Еропкин же всем телом ощущал, что ему тесно в лодке. Тесно ему было и посреди Москвы-реки. Река узкой казалась, извилистой, берега - слишком крутыми, а лес по ним - таким дремучим, что подчас становилось трудно дышать и хотелось встать во весь рост, натужась, подпрыгнуть и взлететь над речкой, над лесами, полями, дабы познать беспредельную ширь, лишь одну пригодную сердцу молодецкому. Проплывая мимо прилипшей к сосняку деревеньки либо мимо взбодрившегося рубленой церковкой сельца на загривке крутого яра, он дивился: как люди кучно живут, какие крошечные, оказывается, у них избенки, а храмы махонькие, незначительные. Одно название - храм. С реки и то еле разглядишь, где уж его разглядеть Богу! А люди все-таки в этакой некрасе живут, плодятся, молятся, надеются, что на их скудной, загроможденной лесами землице воссияет третий Рим. Нелепица! Разве можно великое возрастить там, где тесно, где воля вольная в лесных трущобах сама с собой аукается, а вся страна как стол - ни горы тебе, дабы до небес возвыситься, ни долины, чтобы грохнуться при неудаче.

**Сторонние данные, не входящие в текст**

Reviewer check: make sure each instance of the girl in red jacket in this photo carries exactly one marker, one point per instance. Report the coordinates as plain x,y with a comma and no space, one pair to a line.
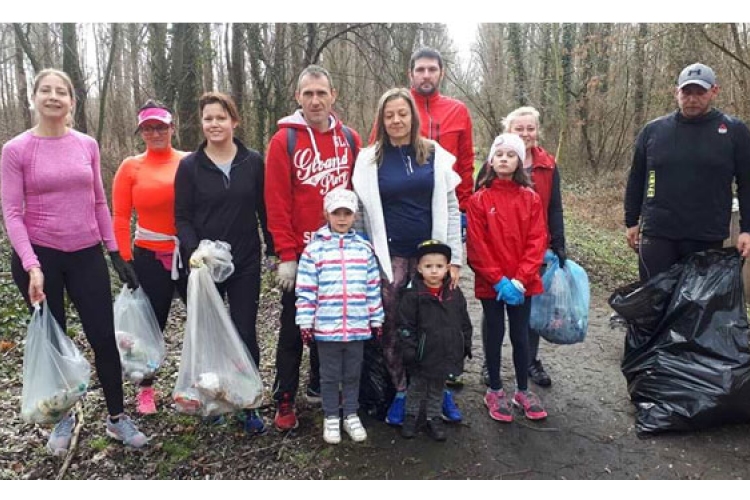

Равнинная, тоскливая сторона. И речки-то здесь тоскливые - эвона смирно стелется от излучины к излучине, будто вовсе не течет. Да на такой стороне не захочешь - запьешь и в лунную ночь повесишься. И он, Еропкин, тридцать лет тут жил, лоб расшибал в церквах, молился! А что нажил? Чем обернулись надежды? Да вот хоть, к примеру, справа праздничная. Кунтуш у него был да ферязь. Кунтуш с боя взятый, кроя польского - его на люди не наденешь, а ферязь старенькая, еще от прадеда. И надумал Еропкин кунтуш на новую ферязь обменять. Сам-то кунтуш - так-сяк, но пуговки на нем богатые, сканные, и у каждой в середке жемчужинка защемлена. Сговорился с Федькой Звягой, князя Ряполовского жильцом, по рукам ударили. Федька кунтуш взял, обещал с ферязью вернуться, а тут - труба взыграла. Кликнул князь охотников за ров в поиск - принесли Звягу из поиска испоротого ножом. Потом кунтуш в его телеге нашелся, но богатые пуговки кто-то срезал. Да пропади пропадом эта святая земля, коли защитник ее, сын боярский, не в силах новую ферязь справить!